Here is a tiny tidbit for Canada to chew on. Canada Post’s aggressive invasion of the “flyer” business, which financially underpins community newspapers and small businesses.
This practice new behavior by our monopoly postal service demonstrates short-sighted decisions, misdirected leadership, and commercial sabotage.
From the early days in our history the postal service has been sole responsibility of the federal government better known as a monopoly that enables a single-minded system for collecting and delivering letters with a common low rate for postage.
From colonial times, communication by mail was an essential public service, not a profit-making business. Prices were reduced to one cent so “Penny Postage” carried a letter anywhere in the British Empire. By 1914, the Post Office introduced parcel post. Widespread subscribers were getting newspapers by mail, Ottawa subsidized mailing rates because news reporting and readership fostered identity and raised awareness, beneficial for both Canada and democracy. A low postal rate for newspapers was the same under the same umbrella as subsidies to the CBC, Canada Council, and grants for book publishers and movie makers.
Although the post office department was among the first to be organized, by mid-20th century the operation was on cruise control. By the 1970s, its large operating deficits became a concern. The problem was not about keeping Canadians united and in touch with the world but a failure to modernize operations, high labor costs, bureaucratic administration, and recurring strikes as postal workers interrupted mail service usually at Christmas season. Ottawa ended its special mailing rate for newspapers which was a short-sighted policy framed as a cost-cutting measure.
Now the post office is vulnerable, so commercial courier companies began invading, without challenge despite the government’s monopoly. Sending items by courier became a business norm. Private companies were taking over the top parcel postal operations. Post office finances dwindled and sank deeper into an economic swamp. By 1981, the Pierre Trudeau government reordered postal services. No longer operating as a government department with a minister accountable to the Commons, the postal operations were into a Crown corporation.
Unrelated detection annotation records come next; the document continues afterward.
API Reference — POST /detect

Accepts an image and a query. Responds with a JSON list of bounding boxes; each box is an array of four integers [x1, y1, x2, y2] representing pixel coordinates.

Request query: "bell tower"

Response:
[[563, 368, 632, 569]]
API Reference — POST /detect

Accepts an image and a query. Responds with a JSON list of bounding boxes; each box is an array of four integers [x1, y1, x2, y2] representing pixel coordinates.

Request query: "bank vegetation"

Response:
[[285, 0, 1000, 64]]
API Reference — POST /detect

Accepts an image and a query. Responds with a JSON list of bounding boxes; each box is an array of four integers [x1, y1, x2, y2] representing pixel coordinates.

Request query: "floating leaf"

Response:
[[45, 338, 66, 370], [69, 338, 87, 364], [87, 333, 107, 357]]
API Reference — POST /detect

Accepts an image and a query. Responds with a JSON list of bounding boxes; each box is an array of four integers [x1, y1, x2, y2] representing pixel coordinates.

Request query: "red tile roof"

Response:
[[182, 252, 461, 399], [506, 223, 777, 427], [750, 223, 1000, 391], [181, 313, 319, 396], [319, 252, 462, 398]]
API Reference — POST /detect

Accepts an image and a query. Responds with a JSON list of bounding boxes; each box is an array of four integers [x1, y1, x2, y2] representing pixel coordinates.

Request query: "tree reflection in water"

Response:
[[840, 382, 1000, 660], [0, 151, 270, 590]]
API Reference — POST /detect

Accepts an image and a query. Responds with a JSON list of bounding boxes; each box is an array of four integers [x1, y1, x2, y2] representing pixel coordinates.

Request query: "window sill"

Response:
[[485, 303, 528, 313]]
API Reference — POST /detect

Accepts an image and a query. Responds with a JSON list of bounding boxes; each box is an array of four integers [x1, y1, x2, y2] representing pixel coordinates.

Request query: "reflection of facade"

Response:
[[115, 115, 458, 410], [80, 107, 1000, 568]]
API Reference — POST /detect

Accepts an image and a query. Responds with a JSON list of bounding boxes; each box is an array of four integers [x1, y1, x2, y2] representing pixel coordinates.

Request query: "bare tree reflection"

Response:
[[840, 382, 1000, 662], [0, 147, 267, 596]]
Hence the growth of Crown corporations, commissions, boards, and agencies and delegated major realms of jurisdiction. Supposedly, some minister still provided a link for democratic accountability; in practice, responsible control vanished into an administrative twilight zone. Canada Post began to operate as a profit-making corporation, free of government restraint and beyond political accountability. Services were cut, postal rates skyrocketed, and direct mail marketing, including flyers, became one of three Canada Post businesses.
Last week a liberal representative refused to intervene in the Crown corporation’s business plan to scoop the flyers market, despite this being an assault by privileged businesses on newspapers valiantly struggling to serve Canadians. That is the problem. Actions taken behind the Crown’s corporate shield are no longer susceptible to accountability. Canada Post’s consecutive years of multimillion dollar profit-making epitomize why radical change is needed. The Justin Trudeau government, despite earmarking $595 million over five years to help embattled newspapers, stands by while Canada Post cripples them.
It’s another example of a Crown corporation laying waste to small businesses and community newspapers and that is the way I see it.